Question 4: How many functions were hooked and by which module after running the ssdt plugin and filtering out legitimate SSDT entries using egrep -v ‘(ntoskrnl|win32k)’? (Format: XX, Module)

We use command:

vol.py -f BlackEnergy.vnem ssdt | egrep -v '(ntoskrnl|win32k)'

Analysis Summary

• Purpose of the Command:
  This command inspects the System Service Descriptor Table (SSDT), a critical data structure in Windows that links system calls from user-mode to their respective kernel-mode handlers. It specifically filters out results associated with ntoskrnl and win32k, which are typically legitimate system modules, to focus on potential anomalies.

• Why Analyze SSDT?
  The SSDT is often targeted by attackers to redirect system calls (via hooking) to malicious routines. By modifying SSDT entries, attackers can:

  • Intercept or alter system behavior.
  • Hide malicious processes, files, or network activities.
  • Gain deeper control over the compromised system.

• Key Observations:
  Any entries pointing to unknown or suspicious drivers (i.e., not part of standard Windows operations) would indicate possible kernel-level tampering, such as rootkits or advanced malware.

This command helps narrow down suspicious activity in the kernel, highlighting potential unauthorized modifications to system behavior, which is characteristic of sophisticated malware like BlackEnergy. The findings here would guide further investigations into the identified suspicious drivers or kernel hooks.

So here we can see 14 hooked functions that are owned by the module 00004A2A.

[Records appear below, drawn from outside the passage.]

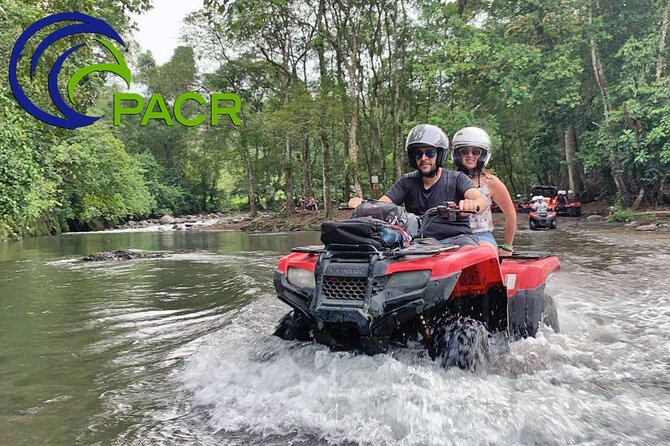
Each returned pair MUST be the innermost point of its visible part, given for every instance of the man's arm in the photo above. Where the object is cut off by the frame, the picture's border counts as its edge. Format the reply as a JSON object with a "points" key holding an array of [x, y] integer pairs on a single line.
{"points": [[474, 201], [356, 201]]}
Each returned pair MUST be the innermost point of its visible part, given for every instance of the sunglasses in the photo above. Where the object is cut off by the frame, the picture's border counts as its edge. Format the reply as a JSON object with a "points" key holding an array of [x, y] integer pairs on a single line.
{"points": [[430, 153], [464, 151]]}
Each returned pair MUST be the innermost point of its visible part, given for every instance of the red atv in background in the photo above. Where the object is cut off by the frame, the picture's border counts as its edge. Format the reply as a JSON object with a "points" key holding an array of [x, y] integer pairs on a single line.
{"points": [[358, 296], [568, 204]]}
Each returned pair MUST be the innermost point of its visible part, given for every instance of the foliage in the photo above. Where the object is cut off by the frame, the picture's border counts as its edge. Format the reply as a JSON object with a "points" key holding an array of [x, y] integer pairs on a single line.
{"points": [[100, 180], [618, 213]]}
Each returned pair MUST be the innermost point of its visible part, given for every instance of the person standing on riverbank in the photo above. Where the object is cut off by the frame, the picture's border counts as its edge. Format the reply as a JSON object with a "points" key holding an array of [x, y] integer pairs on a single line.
{"points": [[472, 150]]}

Question 5: Using the modules (or modscan) plugin to identify the hooking driver from the ssdt output, what is the base address for the module found in Q4? (Format: Base Address)

Using the command:

python vol.py -f BlackEnergy.vnem modscan | grep 00004A2A

Summary of Findings

• Purpose:
  The modscan plugin identifies LDR_DATA_TABLE_ENTRY structures in memory, which are used to manage information about loaded kernel modules (drivers). By filtering for a specific address (00004A2A), we pinpoint the base address of a relevant module.

• Significance:
  This approach helps uncover:

  • Unlinked or hidden drivers: Rootkits and other advanced malware often attempt to hide by unlinking themselves from the normal driver lists.
  • Previously unloaded drivers: Drivers that may have been unloaded but left traces in memory.

• Key Result:
  The base address (00004A2A) provides a starting point for further analysis of the module in memory. It can be used to:

  • Investigate the driver’s metadata (name, path, timestamp).
  • Analyze its behavior and determine whether it is malicious or legitimate.

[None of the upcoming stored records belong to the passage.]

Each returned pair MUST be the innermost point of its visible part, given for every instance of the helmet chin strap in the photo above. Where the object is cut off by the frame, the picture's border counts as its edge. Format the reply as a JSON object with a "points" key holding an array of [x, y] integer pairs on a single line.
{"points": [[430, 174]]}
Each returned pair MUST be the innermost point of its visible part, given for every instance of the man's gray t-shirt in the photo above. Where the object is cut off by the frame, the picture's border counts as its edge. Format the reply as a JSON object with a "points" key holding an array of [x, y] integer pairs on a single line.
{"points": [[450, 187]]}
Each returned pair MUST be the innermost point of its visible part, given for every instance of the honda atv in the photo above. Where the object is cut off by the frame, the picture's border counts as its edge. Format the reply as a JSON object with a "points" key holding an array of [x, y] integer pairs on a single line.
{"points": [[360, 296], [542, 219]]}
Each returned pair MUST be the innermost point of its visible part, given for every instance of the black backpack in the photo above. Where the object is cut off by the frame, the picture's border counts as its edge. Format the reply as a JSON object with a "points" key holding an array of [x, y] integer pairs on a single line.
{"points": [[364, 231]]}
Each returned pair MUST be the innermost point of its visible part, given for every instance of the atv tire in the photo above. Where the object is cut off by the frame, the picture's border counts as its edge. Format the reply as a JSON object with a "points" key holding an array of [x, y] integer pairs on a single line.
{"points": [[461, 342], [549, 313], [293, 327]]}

This method is particularly effective for detecting stealthy kernel-mode malware like rootkits that tamper with system internals.

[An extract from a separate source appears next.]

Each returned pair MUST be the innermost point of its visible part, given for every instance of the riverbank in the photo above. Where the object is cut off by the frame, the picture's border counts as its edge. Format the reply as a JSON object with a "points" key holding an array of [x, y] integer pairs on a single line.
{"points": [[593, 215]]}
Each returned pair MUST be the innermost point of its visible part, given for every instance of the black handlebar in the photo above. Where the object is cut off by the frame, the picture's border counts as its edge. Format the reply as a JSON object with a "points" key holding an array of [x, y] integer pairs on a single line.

Question 6: What is the hash for the malicious driver from the virtual memory image?

To extract the suspicious driver file and analyze its integrity, I ran the following command to dump the driver file based on its base address:

python vol.py -f BlackEnergy.vnem moddump --dump-dir output/ --base 0xff0d1000

Summary of the Process

• Purpose of the Command:
  The moddump plugin is used to dump a driver module from memory based on its base address (0xff0d1000). This allows further analysis of the driver outside the memory environment.

• Next Step:
  After successfully dumping the driver file to the specified directory (output/), I calculated the SHA256 hash of the dumped file using the sha256sum command:

  

• Why the SHA256 Hash?
  The SHA256 hash provides a unique fingerprint of the dumped driver file. This is critical for:

  • Verifying the file’s integrity.
  • Cross-referencing the hash with threat intelligence platforms (e.g., VirusTotal) to identify known malware.

The dumped file and its hash are now ready for submission to analysis platforms to determine its nature and behavior, confirming whether it is part of a legitimate system module or malicious software.